To be interoperable, the data or services from different RIs need to be discovered, accessed and integrated across their boundaries. It is important to identify the common problems faced by the RIs, and provide reusable solutions to those problems. To effectively deal with such issues, RI development faces a number of challenges:
1.
How to effectively deal with the diversities, so that developers can identify and model the common problems faced by the RIs?
2.
How to design reusable solutions to their common problems, so that each individual RI can effectively take the solution and customise it in their own software stacks?
3.
How to effectively handle new requirements from each RI, e.g. demands from user communities?
4.
How to effectively select technology and standards for prototyping the solutions to those common problems?
Based on those challenges, the ENVRI community proposed a reference guided approach, which we discuss in Sect. 4.
3 The State of the Art: Software Architecture and Development Models
In this section, we shall briefly review the software engineering technologies and methodologies from the perspectives of engineering model, software architecture, and reference model guidance.
3.1 Software Architecture
The architecture of a software system models the high-level structure of the system; the functional components and the logical relations among those components have been modelled using different orientations [10] e.g. of objects, components, software agents and services. Since 2000, service-oriented architecture has been widely adopted in the software industry for automating the cross-organization of business processes, hiding complexity in software delivery, and simplifying software reuse [11, 12]. In this context, a number of trends can be highlighted as arising during recent decades:
1.
When running on virtualised infrastructure, loosely coupled distributed architectures are more scalable than the monolithic architectures in which all components reside in one integrated system;
2.
Service-oriented architectures (SOA) are playing an increasingly important role in enterprise computing, and internet applications.
3.
Web services can be deployed on remote hosts and can be invoked by remote clients via standardised internet-based protocols (e.g. HTTP). They can be implemented using Remote Procedure Call (RPC) based technologies, e.g. XML RPC or Simple Object Access Protocol (SOAP), or using Representational State Transfer (RESTful) mechanisms.
4.
Microservices design the services in “suitable” granularity [13] with atomic functionality, which can be better reusable and scalable. The concept of microservice is typically driven by elastic computing in Cloud, where the required service function can be flexibly scaled out by adding more instances to overcome performance bottlenecks.

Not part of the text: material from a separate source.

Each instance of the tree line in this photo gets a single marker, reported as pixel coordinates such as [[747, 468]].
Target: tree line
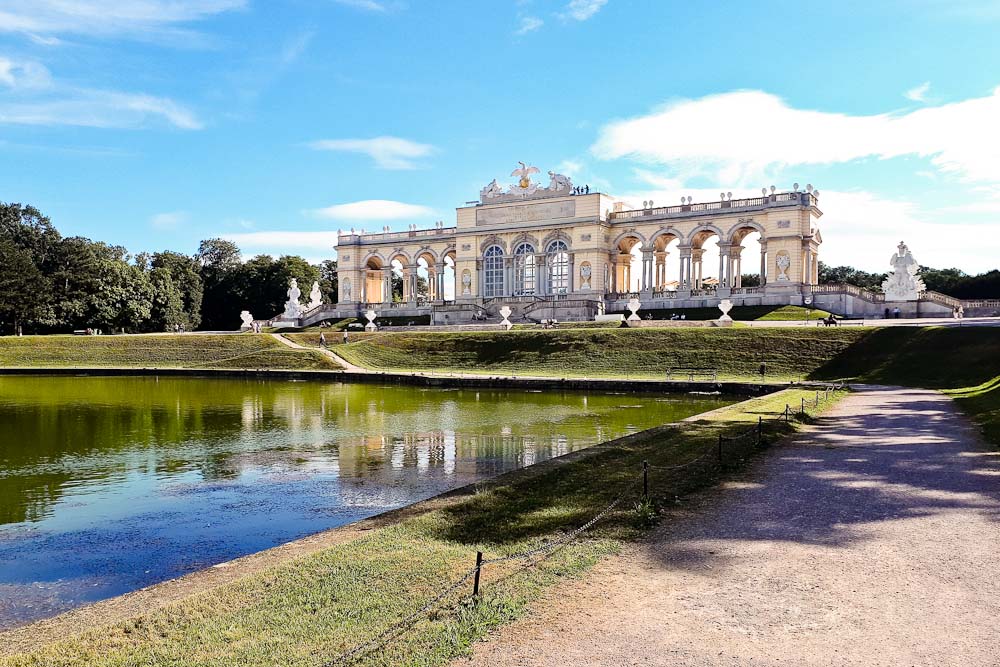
[[953, 282], [50, 283]]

3.2 Reference Model and Architecture in System Development
Reference models or architecture have been widely in the IT industry to standardise the abstraction of certain new technologies, e.g. the OSI reference model for network development [8] and workflow management reference model [9] for business process management. A reference model for a computational system provides an ontological framework for involved parties to clearly communicate.
In both the ENVRI and ENVRIplus projects, a reference model has been recognised as a promising contribution for realising interoperability for diverse environmental RIs. In this section, we will first review the work of the ENVRI Reference Model, and then summarise the lessons learned. Afterwards, we will discuss the approach for the ENVRIplus Reference Model.
In the ENVRI project, the development of the Reference Model (ENVRI-RM) was based on an analysis of six RIs involved in the project: ICOS, Euro-Argo, EISCAT_3D, LifeWatch, EPOS, and EMSO. By interviewing specialists from each of these RIs, and examining the requirements, design documents, and use cases collected, we abstracted some common operations and design patterns. This analysis had to cope with different viewpoints and varying vocabularies between (and even within) RIs.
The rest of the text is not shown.